Sabina is off to New York City (the Big Apple as the major seat of mage power when "the forbidden fruit" is so deadly to vampires...coincidence?) to meet the twin sister she just found out she had, but that's not the only reason she's going - she's not that sentimental - she's also going because she's burning with the need to stick one to dear granny Lavinia, the lying, scheming, bitch of a grandmother and head of the Dominae council...and the one woman almost solely responsible for turning Sabina into little more than a conscienceless, fanged weapon. And nothing will get granny's panties in a bunch quicker than Sabina going over to the dark side and forming an alliance with the much-hated mancies, a vampire's most reviled enemy.
But life in NYC isn't what Sabina was expecting and soon she's in over her head, feeling lost and totally overwhelmed by a mage philosophy she can't understand and politics she doesn't want any part of. To top it off, someone is still trying to kill her...but she's sort of gotten used to that by now. Will Sabina be able to warm to her long lost family and embrace her half-mage heritage...or will that heritage blow up in her face and take her down, along with everyone she's just starting to care about?
There are a lot of things about The Mage in Black that I enjoyed. The plot is stronger and considerably less convoluted than Red-Headed Stepchild. It starts fast and bloody and keeps a nice, hectic pace, with just enough humor throughout to be entertaining. There were some lulls in the action that felt very organic to the story and instead of bogging down the plot or pace, gives the reader a bit of a breather and Sabina a chance for a bit more much-needed character growth. A few of my favorite characters are back, Giguhl, Sabina's demon familiar, in particular, and the yummy mage Adam we meet in the first book. There is quite a nice subplot with Giguhl that I liked very much. The addition of a few interesting characters, including an old frenemy of Sabina's, was nice and added depth to the plot as it also developed the world in which these characters inhabit. That's a good thing, as I felt the first book a bit lacking on world-building and what was there was dished out sort of haphazardly. Not so here. I felt the world really start to snap into focus in The Mage in Black, and I very much appreciated an introduction to some of the other dark races.

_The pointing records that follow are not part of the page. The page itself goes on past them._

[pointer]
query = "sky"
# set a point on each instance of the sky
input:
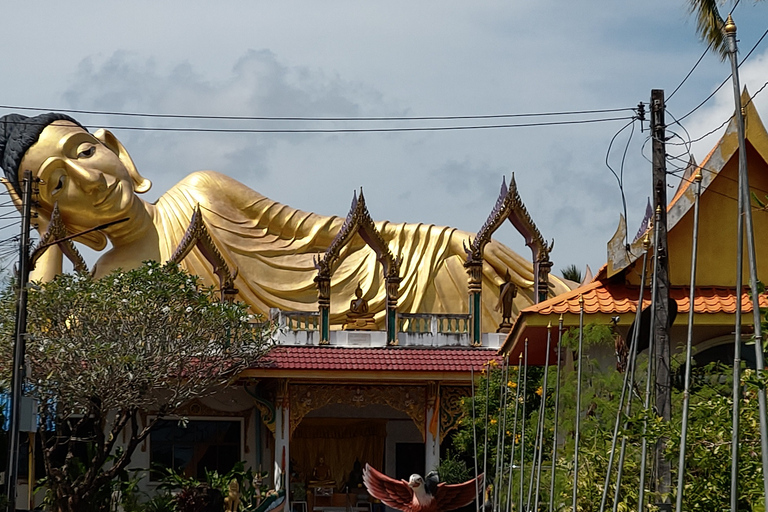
(353, 59)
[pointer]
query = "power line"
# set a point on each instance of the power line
(310, 118)
(364, 130)
(697, 107)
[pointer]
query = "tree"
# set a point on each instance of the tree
(100, 352)
(572, 273)
(709, 24)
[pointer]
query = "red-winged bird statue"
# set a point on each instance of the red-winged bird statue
(418, 495)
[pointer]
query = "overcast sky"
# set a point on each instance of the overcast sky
(384, 59)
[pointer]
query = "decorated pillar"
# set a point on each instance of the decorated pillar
(282, 433)
(543, 268)
(393, 288)
(432, 419)
(323, 282)
(475, 285)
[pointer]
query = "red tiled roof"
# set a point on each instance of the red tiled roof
(616, 299)
(601, 298)
(402, 359)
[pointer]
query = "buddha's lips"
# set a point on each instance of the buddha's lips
(110, 191)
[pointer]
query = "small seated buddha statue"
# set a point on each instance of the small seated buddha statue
(321, 475)
(358, 317)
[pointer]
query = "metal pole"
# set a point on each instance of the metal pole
(522, 427)
(578, 404)
(542, 410)
(500, 433)
(688, 351)
(649, 372)
(557, 409)
(474, 437)
(662, 351)
(629, 375)
(19, 347)
(485, 442)
(632, 367)
(730, 31)
(514, 434)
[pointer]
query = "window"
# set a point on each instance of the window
(199, 446)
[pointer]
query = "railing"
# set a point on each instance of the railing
(425, 323)
(300, 320)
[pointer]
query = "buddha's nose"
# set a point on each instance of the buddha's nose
(88, 179)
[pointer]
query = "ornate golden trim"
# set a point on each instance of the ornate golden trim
(56, 231)
(451, 410)
(359, 221)
(197, 235)
(509, 206)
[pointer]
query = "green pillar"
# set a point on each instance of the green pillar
(324, 305)
(475, 271)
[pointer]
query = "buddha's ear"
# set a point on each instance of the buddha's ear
(140, 183)
(96, 240)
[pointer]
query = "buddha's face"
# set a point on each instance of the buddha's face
(87, 179)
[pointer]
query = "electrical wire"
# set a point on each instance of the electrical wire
(309, 118)
(362, 130)
(754, 47)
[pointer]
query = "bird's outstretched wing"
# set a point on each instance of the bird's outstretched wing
(391, 492)
(453, 496)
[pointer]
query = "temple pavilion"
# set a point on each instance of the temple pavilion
(612, 297)
(382, 385)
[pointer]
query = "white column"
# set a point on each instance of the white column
(282, 435)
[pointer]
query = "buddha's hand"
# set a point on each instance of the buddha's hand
(40, 219)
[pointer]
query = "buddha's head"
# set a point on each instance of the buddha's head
(90, 176)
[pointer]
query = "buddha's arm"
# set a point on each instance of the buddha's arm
(48, 265)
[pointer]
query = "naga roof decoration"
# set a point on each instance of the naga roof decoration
(197, 236)
(56, 231)
(358, 221)
(509, 206)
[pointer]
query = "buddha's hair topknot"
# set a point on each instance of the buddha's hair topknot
(17, 134)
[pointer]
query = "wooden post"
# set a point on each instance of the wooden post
(661, 280)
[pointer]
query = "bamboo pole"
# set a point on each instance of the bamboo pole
(542, 411)
(578, 404)
(557, 409)
(688, 351)
(632, 368)
(514, 433)
(649, 372)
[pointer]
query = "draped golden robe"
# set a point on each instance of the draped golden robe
(272, 246)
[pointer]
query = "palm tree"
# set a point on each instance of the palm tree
(572, 273)
(709, 24)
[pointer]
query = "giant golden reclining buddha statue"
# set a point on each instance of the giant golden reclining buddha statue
(92, 180)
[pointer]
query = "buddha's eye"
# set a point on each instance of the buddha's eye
(59, 185)
(87, 152)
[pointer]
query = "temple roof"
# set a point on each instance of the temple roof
(404, 363)
(603, 301)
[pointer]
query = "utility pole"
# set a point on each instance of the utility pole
(19, 347)
(661, 281)
(746, 212)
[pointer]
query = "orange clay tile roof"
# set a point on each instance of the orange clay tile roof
(403, 359)
(616, 299)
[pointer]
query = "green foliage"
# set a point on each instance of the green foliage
(708, 458)
(572, 273)
(100, 351)
(452, 469)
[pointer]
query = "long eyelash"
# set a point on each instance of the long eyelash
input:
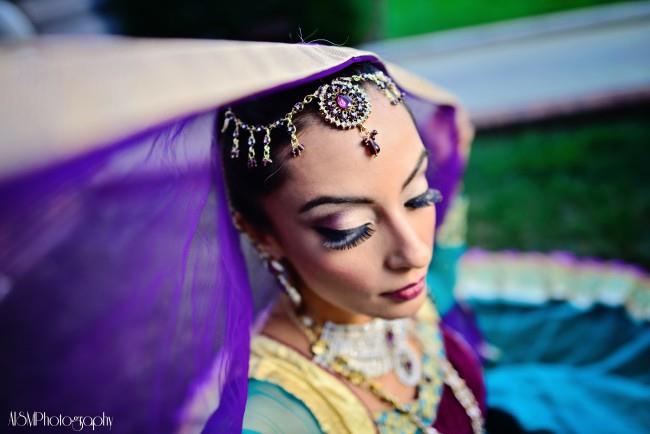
(345, 239)
(428, 198)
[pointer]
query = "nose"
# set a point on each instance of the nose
(411, 244)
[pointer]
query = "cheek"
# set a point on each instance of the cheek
(346, 271)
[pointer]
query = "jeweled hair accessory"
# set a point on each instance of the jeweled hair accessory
(343, 103)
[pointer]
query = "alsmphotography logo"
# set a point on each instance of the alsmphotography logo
(32, 419)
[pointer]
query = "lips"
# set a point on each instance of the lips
(407, 292)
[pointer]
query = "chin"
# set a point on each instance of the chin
(402, 309)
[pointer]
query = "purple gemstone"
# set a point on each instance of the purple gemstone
(343, 101)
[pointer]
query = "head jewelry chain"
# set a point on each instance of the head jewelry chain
(342, 103)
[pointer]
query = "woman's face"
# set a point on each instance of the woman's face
(357, 229)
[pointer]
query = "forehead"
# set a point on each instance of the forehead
(335, 162)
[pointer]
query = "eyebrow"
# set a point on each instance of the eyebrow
(322, 200)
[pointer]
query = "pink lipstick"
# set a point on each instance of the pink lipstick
(406, 293)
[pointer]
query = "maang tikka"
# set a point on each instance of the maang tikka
(343, 103)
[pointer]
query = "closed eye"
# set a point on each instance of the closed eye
(428, 198)
(338, 239)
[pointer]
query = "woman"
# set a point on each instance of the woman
(123, 281)
(348, 228)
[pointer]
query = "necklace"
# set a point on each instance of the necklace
(341, 365)
(374, 348)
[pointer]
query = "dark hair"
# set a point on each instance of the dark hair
(247, 186)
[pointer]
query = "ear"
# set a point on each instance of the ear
(263, 240)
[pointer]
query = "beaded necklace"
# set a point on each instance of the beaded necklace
(341, 365)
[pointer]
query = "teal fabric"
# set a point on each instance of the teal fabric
(568, 370)
(441, 276)
(272, 410)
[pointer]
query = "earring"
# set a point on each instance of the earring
(280, 272)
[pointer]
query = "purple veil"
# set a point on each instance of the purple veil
(124, 288)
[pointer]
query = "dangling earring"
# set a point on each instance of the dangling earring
(280, 272)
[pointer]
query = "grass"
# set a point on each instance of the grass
(581, 186)
(412, 17)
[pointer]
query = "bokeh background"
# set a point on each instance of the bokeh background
(558, 90)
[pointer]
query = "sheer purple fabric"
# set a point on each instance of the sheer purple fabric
(123, 286)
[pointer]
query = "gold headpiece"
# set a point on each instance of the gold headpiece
(342, 103)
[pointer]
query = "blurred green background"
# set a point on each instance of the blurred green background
(412, 17)
(580, 184)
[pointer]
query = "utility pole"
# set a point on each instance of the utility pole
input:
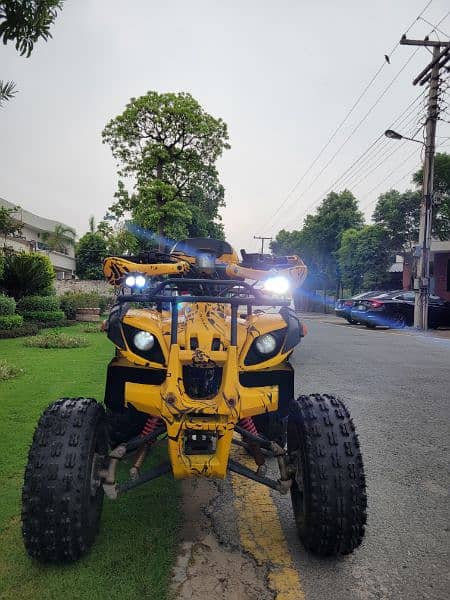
(441, 55)
(263, 239)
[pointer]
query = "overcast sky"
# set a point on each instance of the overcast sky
(282, 74)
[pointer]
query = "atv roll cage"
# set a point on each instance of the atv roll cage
(254, 298)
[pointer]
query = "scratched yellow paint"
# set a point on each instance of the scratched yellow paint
(262, 536)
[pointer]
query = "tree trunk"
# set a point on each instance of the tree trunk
(160, 201)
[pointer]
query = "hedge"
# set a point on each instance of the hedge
(7, 305)
(10, 321)
(38, 303)
(27, 329)
(43, 315)
(70, 301)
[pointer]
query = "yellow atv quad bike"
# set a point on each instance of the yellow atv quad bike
(201, 362)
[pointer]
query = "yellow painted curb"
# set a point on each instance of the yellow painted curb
(262, 536)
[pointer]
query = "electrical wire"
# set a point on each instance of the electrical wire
(344, 120)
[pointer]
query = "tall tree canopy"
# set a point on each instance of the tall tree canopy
(363, 258)
(25, 22)
(398, 214)
(168, 145)
(89, 254)
(320, 238)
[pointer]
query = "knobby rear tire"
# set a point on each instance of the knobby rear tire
(329, 491)
(61, 498)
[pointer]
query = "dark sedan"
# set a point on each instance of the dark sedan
(343, 306)
(396, 310)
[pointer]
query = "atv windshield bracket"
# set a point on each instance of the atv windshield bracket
(239, 293)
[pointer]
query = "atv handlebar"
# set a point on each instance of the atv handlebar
(155, 295)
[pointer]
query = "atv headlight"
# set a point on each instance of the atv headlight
(143, 340)
(266, 343)
(140, 281)
(136, 280)
(277, 285)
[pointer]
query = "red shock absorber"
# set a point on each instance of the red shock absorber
(150, 425)
(248, 425)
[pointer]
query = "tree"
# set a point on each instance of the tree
(169, 146)
(60, 238)
(398, 214)
(27, 274)
(25, 22)
(89, 254)
(8, 224)
(364, 258)
(320, 238)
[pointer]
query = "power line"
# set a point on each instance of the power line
(356, 128)
(344, 120)
(373, 152)
(410, 133)
(368, 164)
(347, 139)
(387, 177)
(435, 28)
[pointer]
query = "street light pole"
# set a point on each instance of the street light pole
(441, 55)
(422, 283)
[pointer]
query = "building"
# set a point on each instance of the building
(439, 270)
(30, 240)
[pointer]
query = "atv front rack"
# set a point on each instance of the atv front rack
(245, 295)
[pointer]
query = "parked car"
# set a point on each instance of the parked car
(396, 309)
(343, 306)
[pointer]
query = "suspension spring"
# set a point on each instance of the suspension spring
(150, 425)
(248, 425)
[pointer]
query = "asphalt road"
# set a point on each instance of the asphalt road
(397, 387)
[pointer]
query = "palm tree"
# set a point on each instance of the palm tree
(60, 238)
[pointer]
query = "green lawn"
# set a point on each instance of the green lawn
(134, 552)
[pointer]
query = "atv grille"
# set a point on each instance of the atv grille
(201, 382)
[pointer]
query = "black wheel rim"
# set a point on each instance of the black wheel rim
(297, 491)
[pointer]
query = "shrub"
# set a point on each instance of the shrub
(8, 371)
(70, 301)
(33, 303)
(10, 321)
(43, 315)
(55, 339)
(27, 273)
(7, 305)
(26, 329)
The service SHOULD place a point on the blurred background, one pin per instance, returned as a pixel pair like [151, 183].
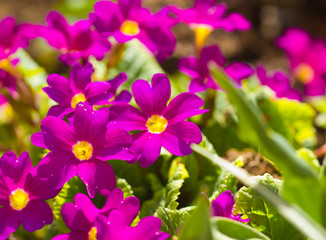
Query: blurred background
[268, 17]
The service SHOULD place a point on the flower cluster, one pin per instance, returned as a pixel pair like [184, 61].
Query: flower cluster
[93, 122]
[110, 222]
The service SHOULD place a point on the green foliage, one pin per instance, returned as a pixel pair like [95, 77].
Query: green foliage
[262, 215]
[293, 119]
[172, 220]
[225, 228]
[67, 194]
[125, 187]
[197, 227]
[137, 62]
[301, 181]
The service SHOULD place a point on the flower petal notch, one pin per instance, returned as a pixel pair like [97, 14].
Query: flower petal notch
[158, 124]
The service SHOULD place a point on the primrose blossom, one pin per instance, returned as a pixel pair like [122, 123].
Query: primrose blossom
[207, 15]
[222, 206]
[307, 58]
[279, 83]
[22, 195]
[80, 88]
[156, 124]
[75, 42]
[198, 69]
[82, 148]
[110, 222]
[127, 20]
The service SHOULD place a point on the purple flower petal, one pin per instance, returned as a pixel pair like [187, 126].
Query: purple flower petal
[90, 125]
[35, 215]
[130, 208]
[178, 137]
[72, 236]
[147, 228]
[9, 222]
[58, 167]
[222, 206]
[124, 96]
[80, 76]
[115, 146]
[60, 111]
[157, 95]
[59, 89]
[81, 215]
[127, 117]
[117, 81]
[183, 106]
[14, 170]
[58, 135]
[38, 140]
[98, 176]
[107, 17]
[148, 145]
[239, 71]
[190, 66]
[97, 92]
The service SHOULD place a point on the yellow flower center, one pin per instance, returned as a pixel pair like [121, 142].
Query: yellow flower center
[92, 234]
[201, 33]
[83, 150]
[156, 124]
[6, 65]
[129, 28]
[77, 99]
[304, 73]
[18, 199]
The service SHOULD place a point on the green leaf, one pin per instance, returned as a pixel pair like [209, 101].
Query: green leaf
[301, 182]
[172, 220]
[67, 194]
[262, 215]
[197, 227]
[178, 174]
[149, 206]
[301, 220]
[225, 228]
[293, 119]
[137, 62]
[125, 187]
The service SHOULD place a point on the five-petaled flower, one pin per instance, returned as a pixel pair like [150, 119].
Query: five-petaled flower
[198, 69]
[75, 42]
[222, 206]
[80, 88]
[82, 149]
[206, 15]
[22, 195]
[110, 222]
[127, 20]
[279, 83]
[307, 57]
[158, 124]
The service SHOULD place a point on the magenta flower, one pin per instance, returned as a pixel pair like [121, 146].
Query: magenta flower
[111, 222]
[82, 149]
[77, 41]
[206, 15]
[279, 83]
[22, 195]
[199, 72]
[13, 36]
[7, 81]
[222, 206]
[127, 20]
[158, 124]
[307, 57]
[80, 88]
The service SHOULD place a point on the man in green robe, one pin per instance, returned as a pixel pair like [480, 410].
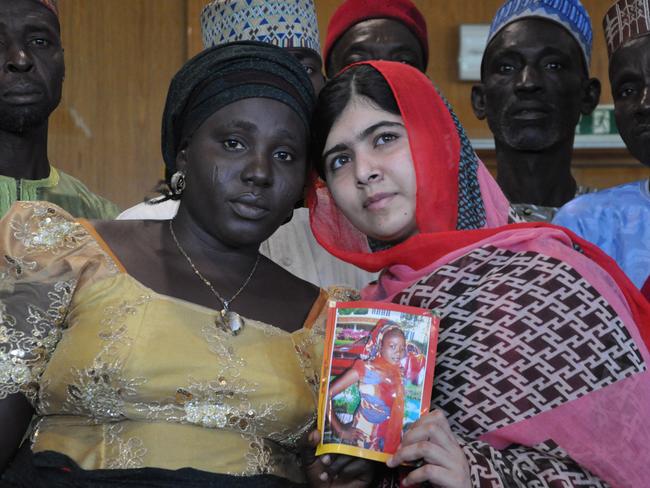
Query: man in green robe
[31, 79]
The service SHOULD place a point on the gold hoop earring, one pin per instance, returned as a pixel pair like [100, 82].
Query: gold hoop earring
[177, 183]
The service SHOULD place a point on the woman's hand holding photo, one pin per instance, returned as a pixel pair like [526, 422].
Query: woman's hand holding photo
[431, 442]
[334, 471]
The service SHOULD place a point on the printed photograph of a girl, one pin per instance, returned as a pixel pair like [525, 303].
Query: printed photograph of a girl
[376, 378]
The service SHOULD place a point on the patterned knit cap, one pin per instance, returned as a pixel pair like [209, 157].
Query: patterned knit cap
[225, 74]
[286, 23]
[51, 4]
[570, 14]
[624, 21]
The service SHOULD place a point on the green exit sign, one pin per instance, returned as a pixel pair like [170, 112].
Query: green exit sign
[600, 122]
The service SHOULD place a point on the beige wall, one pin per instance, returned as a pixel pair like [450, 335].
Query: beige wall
[121, 55]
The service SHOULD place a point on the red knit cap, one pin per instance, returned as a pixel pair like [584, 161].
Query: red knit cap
[351, 12]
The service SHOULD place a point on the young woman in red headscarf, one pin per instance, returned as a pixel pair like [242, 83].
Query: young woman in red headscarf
[541, 376]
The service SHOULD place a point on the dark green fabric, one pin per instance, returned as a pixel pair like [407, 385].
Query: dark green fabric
[54, 470]
[61, 189]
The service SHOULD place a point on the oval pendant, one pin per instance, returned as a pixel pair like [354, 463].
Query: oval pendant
[233, 322]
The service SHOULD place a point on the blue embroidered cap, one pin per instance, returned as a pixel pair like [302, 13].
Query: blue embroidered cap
[570, 14]
[287, 23]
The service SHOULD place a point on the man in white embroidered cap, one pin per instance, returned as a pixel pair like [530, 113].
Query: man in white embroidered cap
[618, 219]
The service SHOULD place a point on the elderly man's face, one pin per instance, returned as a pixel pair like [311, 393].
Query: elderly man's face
[384, 39]
[32, 64]
[534, 86]
[629, 73]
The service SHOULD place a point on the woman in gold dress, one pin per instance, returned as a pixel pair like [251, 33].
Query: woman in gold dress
[170, 353]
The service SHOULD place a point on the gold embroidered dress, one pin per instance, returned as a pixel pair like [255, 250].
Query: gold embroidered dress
[123, 377]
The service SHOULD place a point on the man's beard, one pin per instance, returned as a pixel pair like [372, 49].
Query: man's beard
[18, 120]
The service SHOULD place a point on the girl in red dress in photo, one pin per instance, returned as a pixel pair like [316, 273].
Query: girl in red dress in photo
[377, 421]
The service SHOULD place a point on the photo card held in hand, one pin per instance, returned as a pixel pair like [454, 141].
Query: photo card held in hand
[377, 376]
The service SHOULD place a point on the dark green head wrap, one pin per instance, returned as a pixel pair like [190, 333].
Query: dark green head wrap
[225, 74]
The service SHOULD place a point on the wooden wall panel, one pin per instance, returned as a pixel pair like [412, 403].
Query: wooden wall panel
[120, 56]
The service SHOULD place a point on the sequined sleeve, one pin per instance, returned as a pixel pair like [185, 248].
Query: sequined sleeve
[45, 255]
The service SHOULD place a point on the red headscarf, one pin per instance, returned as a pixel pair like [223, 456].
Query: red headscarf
[437, 146]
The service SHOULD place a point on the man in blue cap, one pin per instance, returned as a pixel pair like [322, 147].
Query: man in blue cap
[534, 86]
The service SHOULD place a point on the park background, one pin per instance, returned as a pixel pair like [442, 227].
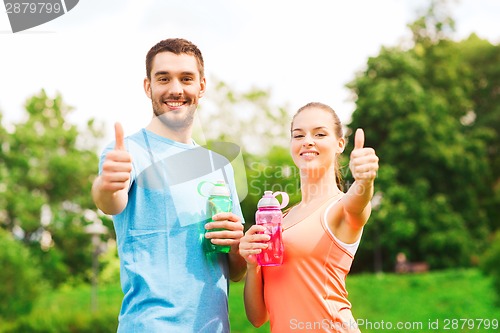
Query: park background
[426, 95]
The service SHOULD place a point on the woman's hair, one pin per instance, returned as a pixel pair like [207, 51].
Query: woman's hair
[337, 129]
[176, 46]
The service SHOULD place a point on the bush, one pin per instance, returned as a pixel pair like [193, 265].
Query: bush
[490, 262]
[103, 321]
[20, 278]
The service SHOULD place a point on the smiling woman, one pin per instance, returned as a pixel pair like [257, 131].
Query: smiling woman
[321, 234]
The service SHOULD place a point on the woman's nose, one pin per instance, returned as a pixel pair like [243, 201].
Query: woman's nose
[308, 141]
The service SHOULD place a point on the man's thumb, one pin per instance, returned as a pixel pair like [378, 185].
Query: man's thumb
[359, 139]
[119, 137]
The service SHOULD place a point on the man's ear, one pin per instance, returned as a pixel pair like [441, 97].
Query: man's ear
[147, 87]
[341, 146]
[203, 86]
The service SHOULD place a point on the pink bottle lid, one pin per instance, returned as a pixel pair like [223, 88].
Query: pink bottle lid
[269, 200]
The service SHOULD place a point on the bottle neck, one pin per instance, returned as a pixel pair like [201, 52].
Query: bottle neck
[269, 208]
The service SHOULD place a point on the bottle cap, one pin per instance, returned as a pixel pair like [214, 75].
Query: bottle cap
[220, 189]
[269, 200]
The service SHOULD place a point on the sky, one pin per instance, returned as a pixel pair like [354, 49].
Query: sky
[300, 51]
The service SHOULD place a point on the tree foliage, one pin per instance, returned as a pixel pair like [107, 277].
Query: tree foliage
[46, 167]
[20, 278]
[423, 113]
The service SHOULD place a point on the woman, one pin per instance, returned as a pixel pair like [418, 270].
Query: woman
[321, 234]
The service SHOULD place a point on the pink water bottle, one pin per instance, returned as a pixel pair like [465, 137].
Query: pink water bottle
[270, 216]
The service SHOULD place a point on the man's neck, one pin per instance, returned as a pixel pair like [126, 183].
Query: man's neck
[182, 135]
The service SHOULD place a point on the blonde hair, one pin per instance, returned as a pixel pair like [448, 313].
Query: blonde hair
[337, 129]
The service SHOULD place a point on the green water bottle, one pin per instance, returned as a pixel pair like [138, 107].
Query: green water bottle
[219, 201]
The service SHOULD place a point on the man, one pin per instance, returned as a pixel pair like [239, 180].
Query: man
[149, 181]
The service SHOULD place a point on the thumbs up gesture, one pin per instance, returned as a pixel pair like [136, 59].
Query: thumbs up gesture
[117, 166]
[364, 161]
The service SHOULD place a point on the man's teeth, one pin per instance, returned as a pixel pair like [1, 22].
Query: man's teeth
[175, 104]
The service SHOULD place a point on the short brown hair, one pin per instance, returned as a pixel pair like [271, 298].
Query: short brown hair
[177, 46]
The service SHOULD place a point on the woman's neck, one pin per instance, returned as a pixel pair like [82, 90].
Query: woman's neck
[319, 188]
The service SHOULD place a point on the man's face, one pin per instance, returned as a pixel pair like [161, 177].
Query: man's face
[175, 88]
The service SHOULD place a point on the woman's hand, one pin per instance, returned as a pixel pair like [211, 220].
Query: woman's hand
[252, 243]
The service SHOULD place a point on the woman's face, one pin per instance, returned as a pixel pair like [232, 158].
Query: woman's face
[314, 145]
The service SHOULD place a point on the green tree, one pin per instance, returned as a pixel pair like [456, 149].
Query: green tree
[46, 169]
[20, 278]
[415, 105]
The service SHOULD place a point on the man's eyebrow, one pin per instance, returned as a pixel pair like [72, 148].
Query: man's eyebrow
[167, 72]
[161, 73]
[314, 129]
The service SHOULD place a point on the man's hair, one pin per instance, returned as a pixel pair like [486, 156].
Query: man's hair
[176, 46]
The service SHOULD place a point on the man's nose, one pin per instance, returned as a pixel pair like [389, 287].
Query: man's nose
[175, 87]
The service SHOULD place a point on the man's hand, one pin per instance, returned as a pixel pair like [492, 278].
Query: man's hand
[110, 189]
[117, 165]
[232, 233]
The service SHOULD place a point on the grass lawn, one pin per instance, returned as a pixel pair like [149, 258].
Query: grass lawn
[446, 301]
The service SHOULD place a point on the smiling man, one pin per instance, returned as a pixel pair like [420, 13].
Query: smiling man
[148, 182]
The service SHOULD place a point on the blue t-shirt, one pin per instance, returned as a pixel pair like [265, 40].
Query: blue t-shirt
[169, 283]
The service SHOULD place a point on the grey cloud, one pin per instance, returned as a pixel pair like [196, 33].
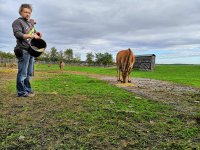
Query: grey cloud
[112, 25]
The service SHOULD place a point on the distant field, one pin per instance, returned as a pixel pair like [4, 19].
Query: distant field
[182, 74]
[78, 112]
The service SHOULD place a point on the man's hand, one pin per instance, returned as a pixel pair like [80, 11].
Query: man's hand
[39, 34]
[36, 36]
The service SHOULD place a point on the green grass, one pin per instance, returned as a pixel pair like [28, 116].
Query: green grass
[182, 74]
[77, 112]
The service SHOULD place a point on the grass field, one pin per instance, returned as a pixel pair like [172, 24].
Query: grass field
[182, 74]
[78, 112]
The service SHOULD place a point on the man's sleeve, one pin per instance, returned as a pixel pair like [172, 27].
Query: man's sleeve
[17, 29]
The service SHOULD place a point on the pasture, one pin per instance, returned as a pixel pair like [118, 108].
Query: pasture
[182, 74]
[75, 111]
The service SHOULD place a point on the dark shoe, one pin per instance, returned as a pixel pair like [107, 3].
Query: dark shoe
[31, 94]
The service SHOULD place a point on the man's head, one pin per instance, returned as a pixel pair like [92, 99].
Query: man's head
[25, 11]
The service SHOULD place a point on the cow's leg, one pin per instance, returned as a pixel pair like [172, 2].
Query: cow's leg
[129, 80]
[119, 75]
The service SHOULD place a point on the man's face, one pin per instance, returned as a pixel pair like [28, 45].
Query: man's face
[26, 13]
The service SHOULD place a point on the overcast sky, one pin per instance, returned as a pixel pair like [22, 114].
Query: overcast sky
[168, 28]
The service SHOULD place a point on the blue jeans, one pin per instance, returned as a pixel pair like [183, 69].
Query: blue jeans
[25, 71]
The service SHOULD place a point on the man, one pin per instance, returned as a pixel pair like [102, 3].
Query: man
[24, 31]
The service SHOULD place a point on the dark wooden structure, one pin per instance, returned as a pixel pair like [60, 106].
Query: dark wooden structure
[145, 62]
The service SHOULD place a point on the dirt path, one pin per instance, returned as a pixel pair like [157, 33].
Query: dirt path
[185, 99]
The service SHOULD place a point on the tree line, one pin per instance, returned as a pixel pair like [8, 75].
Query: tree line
[68, 56]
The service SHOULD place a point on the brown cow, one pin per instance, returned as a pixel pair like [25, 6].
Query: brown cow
[125, 60]
[61, 64]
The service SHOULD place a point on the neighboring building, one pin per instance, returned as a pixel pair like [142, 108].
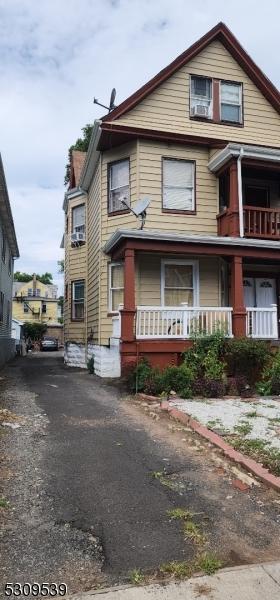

One of the things I neither liked nor particularly understood in Red-Headed Stepchild was the religious aspect of the Dominae - I felt it an odd mythos that wasn't very well explained or described - so it was nice not to have that problem in this book, as I was worried the mage culture would be similarly structured. It wasn't, so I was happy.
My only significant issue with The Mage In Black is actually one of the things I had a problem with in the first book: I'm not sold on Sabina. I didn't like her very much at all in the previous novel, and in this one, while I saw strides towards growth and healthy development, and a satisfying lessening of her inner sociopathy, none of that came quick enough in the book for me to really warm to her as a character. I understand and am familiar with a character's development through an arc of a series, so I'm tentatively okay with not being very fond of her at this point in the story, but it does lessen my enjoyment of reading about her. Not enough to stop reading by any means, but enough that this book isn't a five star read for me.
I have to give Jaye Wells credit, though, as she's deftly able to maintain a complex and damaged character who isn't very empathetic, who has a huge morality issue and a tendency to ignore, distrust, or doubt every ounce of kindness offered to her. Wells is showing the growth of her heroine in fits and starts, and while I may not like Sabina all the time, I find that change and growth to be realistic and well-written, and think the motivations behind Sabina's feelings and actions are sound. I hope to see continued development in the character in Green-Eyed Demon, Book Three of the Sabina Kane series, when it is released.